James’s eyelids flickered open as the creature slid limply away from him. It collapsed in the flower bed beneath the window, crushing the daisies and filling the air with a thick sweet smell. James watched as the creature withered wetly and dissolved. Sirens blared across the hills.
He felt as if he'd awakened from an odd dream, one of the dense kind where you were a character in somebody else's movie. Except he somehow knew that it was real. His fingers tingled and he looked at the slick stains on the window ledge. Yes, it had been real.
Because he could still hear Tamara in his head.
'We won,' she said. 'We won.'
Right on, lady. United we stand. Brotherhood of man, sisterhood of woman. A peoplehood of people.
He'd seen the explosion, a bright flash of green on the slope of Bear Claw. He'd suffered that quick slice of telepathy, and something strange had dashed across the bottom of his psyche, leaving footprints. He knew he'd never understand what really happened, but that was fine by him, because he wasn't sure he wanted to.

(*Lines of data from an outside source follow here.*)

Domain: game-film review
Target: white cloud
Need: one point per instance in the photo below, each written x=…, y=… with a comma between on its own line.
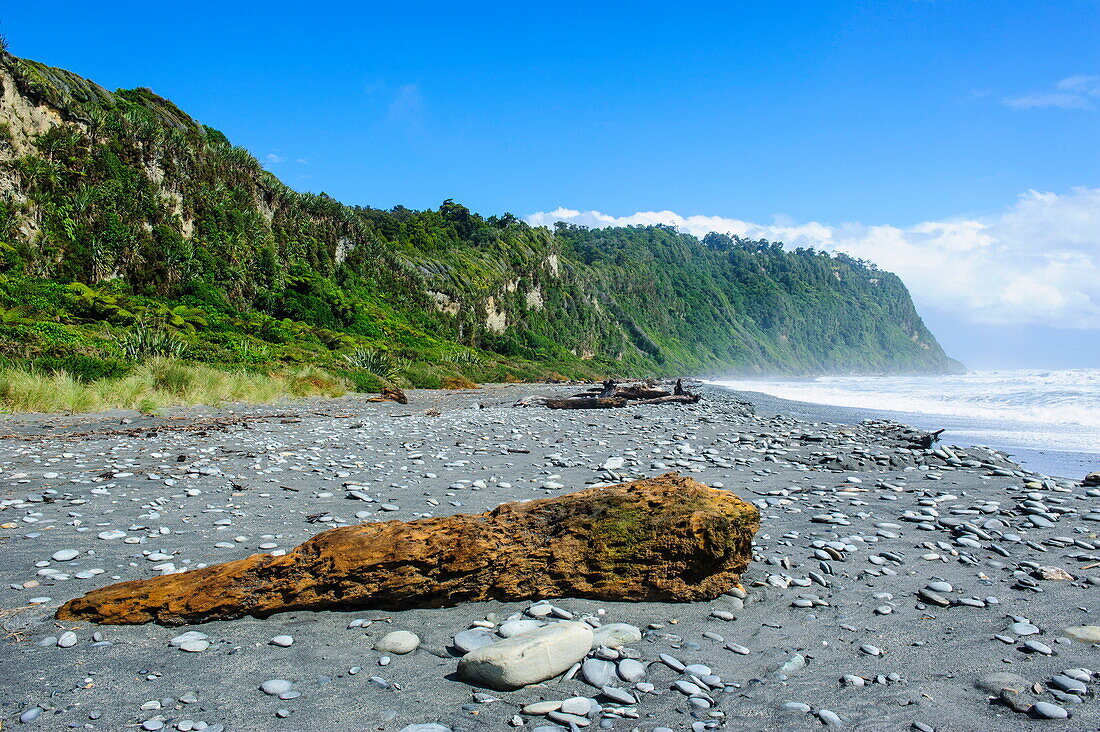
x=1036, y=262
x=1070, y=93
x=407, y=104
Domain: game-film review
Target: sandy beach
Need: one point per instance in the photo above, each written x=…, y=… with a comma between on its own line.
x=889, y=586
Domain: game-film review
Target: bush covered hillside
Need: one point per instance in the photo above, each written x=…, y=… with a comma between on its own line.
x=130, y=231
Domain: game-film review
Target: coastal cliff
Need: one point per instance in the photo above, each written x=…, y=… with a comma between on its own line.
x=161, y=220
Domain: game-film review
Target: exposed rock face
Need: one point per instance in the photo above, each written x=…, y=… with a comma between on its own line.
x=667, y=538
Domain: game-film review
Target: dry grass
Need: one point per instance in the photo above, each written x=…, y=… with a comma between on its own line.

But he wanted to know if the victory was final.
'We can always hope,” Tamara said in his head.
Hope?
Yes, he hoped. Didn’t someone once say that hope was the only hope?
He had seen, in that one long heartbeat, what life had to offer, and what the options were. Things could always change for the better. His aunt was gone, hopefully to a better place, but the living had a duty to live.

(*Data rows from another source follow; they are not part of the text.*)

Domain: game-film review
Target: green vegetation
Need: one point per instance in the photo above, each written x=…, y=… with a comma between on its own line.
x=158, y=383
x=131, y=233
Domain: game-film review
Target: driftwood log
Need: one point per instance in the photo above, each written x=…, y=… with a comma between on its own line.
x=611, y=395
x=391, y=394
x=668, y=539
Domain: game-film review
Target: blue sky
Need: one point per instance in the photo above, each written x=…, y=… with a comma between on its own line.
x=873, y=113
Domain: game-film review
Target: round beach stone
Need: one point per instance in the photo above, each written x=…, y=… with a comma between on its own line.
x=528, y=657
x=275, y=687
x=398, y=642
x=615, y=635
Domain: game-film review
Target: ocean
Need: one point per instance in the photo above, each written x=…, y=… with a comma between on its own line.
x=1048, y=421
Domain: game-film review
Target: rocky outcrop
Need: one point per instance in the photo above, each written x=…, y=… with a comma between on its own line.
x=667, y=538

His mind felt clear, absent of color. Maybe he’d been the racist one, had taken an attitude too far, had shut himself away and enslaved himself to the very prejudice he loathed.
He sensed that the nightmare was over, that whatever had caused the horror had gone to its crazy grave, that today was the first day of something, that it was time to pick up the pieces and start all over again. It was time for a change.

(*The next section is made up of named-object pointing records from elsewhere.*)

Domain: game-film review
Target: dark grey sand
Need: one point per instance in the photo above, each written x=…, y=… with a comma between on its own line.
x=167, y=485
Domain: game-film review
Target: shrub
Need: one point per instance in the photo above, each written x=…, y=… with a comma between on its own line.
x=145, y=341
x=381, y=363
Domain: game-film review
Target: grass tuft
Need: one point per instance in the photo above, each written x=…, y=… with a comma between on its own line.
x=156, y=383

Maybe sometimes people could change.
The trees looked vigorous and revived, as they did after a spring rain. James went out into the clean morning sun to see if anyone needed help.
Bill looked down at the stain where the devil had lain dying. The Lord had come to Bill in his moment of need, come on a white horse, no, as a white cloud, no, just pure goodness, shedding Bill of sin and darkness. The Lord had triumphed. Now Satan was back in hell, where he would lick his wounds for the next thousand years or so before he got up the nerve to try again.
But Bill wasn't worried. The Lord would always find a servant to work through, would always recruit somebody to serve as the right arm of God. Might made right, and right made might.
He took off his shirt and wiped the blood away from his neck and then cleaned the slime from the scarred cross. He carried the cross to the back of the dais and hung it gently on its hook.
Then he knelt and gave thanks.
CHAPTER TWENTY-FIVE
Chester sat on his porch and watched the government trucks and research vans and men in foil suits crawling over his property. He didn't reckon their fancy meters and screens and snoop dishes would turn up much hard scientific evidence. All that was left was a damned hole in the ground. Everything else the alien had touched had flaked off and disappeared. Still, Chester knew the goddamned government liked to make a big show when it got the chance.
They'd tried to evict him and declare his farm a disaster area, but he told them in no uncertain terms that he wasn't leaving, that they'd have to send up a tank and roll over his ass before he would get out of his rocking chair. They could dig in the dirt and scrape the trees and bottle up creek water all they wanted, but Chester wasn't going to set foot outside his property for at least a couple more weeks. He just wanted to rock and stare off into space and forget.